Abstract

Introduction: Bronchiolitis Obliterans Syndrome (BOS) after allogeneic hematopoietic stem cell transplantation (HSCT) is a progressive, chronic lung disease in which persistent inflammation leads to obstruction of the small airways. The incidence of BOS rises due to steady increases in utilization of HSCT. Mortality of BOS is high, and prompt recognition and treatment is mandatory.

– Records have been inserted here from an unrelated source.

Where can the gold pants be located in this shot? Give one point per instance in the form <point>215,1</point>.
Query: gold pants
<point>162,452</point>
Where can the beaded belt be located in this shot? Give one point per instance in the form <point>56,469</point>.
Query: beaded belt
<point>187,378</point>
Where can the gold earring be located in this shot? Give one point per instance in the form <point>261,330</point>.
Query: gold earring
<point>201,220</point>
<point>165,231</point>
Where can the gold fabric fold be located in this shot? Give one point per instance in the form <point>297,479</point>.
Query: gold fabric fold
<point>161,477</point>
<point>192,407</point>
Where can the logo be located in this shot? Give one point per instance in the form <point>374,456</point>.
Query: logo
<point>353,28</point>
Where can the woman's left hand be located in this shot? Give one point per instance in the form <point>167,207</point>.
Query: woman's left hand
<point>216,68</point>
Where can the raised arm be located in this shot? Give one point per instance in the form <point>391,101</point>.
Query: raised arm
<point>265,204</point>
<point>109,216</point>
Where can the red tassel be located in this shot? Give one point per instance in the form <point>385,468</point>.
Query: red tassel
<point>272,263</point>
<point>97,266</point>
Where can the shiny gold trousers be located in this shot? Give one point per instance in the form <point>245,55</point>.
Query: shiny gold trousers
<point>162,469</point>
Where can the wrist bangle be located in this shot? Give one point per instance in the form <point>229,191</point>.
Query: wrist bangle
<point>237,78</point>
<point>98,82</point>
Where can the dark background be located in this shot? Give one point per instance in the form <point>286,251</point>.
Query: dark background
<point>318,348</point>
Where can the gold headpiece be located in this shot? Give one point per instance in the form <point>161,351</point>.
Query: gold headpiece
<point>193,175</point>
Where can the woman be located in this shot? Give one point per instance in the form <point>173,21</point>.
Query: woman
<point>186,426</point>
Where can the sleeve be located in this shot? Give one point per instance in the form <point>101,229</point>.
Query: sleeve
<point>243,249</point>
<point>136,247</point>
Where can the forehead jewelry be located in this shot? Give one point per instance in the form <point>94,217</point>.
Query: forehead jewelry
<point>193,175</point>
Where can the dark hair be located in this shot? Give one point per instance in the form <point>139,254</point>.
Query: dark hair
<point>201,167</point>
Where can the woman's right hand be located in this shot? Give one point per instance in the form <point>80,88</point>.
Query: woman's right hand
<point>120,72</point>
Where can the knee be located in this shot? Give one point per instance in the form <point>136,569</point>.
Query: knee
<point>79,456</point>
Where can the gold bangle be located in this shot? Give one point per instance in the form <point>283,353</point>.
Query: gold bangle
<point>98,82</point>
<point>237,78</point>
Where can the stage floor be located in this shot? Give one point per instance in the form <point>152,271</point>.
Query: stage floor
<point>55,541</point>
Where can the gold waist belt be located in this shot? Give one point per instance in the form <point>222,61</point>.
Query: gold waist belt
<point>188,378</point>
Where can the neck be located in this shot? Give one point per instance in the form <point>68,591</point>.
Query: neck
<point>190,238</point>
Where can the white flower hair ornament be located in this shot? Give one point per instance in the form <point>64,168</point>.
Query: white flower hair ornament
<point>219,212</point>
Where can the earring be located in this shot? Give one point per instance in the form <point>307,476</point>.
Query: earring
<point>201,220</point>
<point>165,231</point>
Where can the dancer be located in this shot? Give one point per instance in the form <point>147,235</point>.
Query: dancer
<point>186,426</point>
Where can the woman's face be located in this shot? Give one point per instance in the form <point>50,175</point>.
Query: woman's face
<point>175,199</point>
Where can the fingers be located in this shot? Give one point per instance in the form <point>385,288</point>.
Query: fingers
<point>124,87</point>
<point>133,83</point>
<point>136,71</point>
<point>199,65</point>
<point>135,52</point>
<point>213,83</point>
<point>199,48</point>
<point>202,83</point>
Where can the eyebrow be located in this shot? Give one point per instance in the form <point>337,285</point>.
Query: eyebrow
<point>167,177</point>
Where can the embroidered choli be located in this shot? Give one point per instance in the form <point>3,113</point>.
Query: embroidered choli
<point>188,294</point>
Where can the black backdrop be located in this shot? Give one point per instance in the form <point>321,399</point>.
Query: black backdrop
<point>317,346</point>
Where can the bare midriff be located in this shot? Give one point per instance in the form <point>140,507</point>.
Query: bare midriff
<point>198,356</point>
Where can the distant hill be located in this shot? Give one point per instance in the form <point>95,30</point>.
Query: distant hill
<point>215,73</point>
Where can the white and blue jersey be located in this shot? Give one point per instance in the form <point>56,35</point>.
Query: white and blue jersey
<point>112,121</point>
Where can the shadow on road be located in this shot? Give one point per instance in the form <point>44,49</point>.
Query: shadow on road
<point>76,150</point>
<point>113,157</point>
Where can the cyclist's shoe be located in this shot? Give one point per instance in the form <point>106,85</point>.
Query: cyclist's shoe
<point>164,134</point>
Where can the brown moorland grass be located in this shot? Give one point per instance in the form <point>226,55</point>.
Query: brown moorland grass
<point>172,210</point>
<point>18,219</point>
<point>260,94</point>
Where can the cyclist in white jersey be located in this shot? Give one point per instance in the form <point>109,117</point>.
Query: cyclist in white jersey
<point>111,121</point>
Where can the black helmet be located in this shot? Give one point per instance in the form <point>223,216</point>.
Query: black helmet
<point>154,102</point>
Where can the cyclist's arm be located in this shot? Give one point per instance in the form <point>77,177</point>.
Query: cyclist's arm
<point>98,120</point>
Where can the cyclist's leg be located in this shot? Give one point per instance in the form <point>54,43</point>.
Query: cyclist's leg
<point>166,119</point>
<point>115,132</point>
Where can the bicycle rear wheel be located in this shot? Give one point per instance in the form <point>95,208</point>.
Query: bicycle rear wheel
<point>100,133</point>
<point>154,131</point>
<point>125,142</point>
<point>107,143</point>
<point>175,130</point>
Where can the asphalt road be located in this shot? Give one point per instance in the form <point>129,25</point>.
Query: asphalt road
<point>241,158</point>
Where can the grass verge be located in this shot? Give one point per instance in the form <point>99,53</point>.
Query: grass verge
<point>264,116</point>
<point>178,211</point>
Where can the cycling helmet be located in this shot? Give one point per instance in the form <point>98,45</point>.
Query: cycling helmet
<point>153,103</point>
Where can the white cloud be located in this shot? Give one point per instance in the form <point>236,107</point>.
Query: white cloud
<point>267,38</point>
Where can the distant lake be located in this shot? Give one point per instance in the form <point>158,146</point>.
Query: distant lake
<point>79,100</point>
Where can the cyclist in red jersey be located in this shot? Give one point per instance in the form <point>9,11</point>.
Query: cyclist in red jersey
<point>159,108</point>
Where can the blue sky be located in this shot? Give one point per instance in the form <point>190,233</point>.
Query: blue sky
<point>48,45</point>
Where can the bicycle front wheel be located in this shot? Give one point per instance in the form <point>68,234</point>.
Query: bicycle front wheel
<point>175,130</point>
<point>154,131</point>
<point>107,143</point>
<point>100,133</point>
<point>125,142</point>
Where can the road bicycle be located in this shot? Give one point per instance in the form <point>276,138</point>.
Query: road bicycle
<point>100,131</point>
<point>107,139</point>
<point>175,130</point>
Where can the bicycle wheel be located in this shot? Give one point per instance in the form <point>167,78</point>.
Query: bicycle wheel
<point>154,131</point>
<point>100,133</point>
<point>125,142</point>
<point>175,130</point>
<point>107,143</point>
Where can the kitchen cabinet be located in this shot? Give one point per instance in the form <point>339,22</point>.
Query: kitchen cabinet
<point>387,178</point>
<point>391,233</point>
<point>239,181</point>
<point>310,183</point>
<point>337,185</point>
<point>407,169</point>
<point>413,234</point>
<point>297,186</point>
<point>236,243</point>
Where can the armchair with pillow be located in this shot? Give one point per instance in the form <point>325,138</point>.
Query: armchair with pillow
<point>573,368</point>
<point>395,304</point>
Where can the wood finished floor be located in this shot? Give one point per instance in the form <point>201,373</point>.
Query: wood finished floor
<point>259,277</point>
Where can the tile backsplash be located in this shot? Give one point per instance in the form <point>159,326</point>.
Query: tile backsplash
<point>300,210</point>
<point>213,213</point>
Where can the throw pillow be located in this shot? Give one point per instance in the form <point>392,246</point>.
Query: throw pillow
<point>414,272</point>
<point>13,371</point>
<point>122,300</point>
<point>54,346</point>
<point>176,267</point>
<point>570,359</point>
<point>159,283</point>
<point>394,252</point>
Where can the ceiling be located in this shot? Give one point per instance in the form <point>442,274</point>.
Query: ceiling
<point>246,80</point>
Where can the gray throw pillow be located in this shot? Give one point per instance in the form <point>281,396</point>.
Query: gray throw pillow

This study describes the long-term course of BOS in four children post HSCT. Method: All paediatric patients with HSCT between 2000–2017 were reviewed. All patients with BOS were included in the study. Lung function parameters and biometric data were investigated over a period of 3.9–9.9y (median 4.9). In total, 169 available lung function tests were evaluated and changes in lung function parameters were analyzed. All side effects due to systemic steroid treatment were reviewed. Result: Of 526 patients, 236 (44.8%) suffered from acute GvHD. Mortality data were related to number of organs involved: GvHD one organ n= 172, mortality (29 %); GvHD two organs n=46, mortality (34.8%) and GvHD>3 organ n=18 mortality (61.1%). Of these survivors four developed chronic BOS with lung function impairment (FVC 150%). Three presented with typical signs of BOS on computer tomography and broncho-alveolar lavage with neutrophils. Conclusion: Chronic BOS of the lung presenting with progressive loss of lung function is a rare but devastating condition and one of the major causes of mortality in HSCT. Inconspicuous CT patterns and normal BAL post HSCT do not exclude severe chronic BOS. Further research is required to develop therapeutic concepts in HSCT survivors with BOS.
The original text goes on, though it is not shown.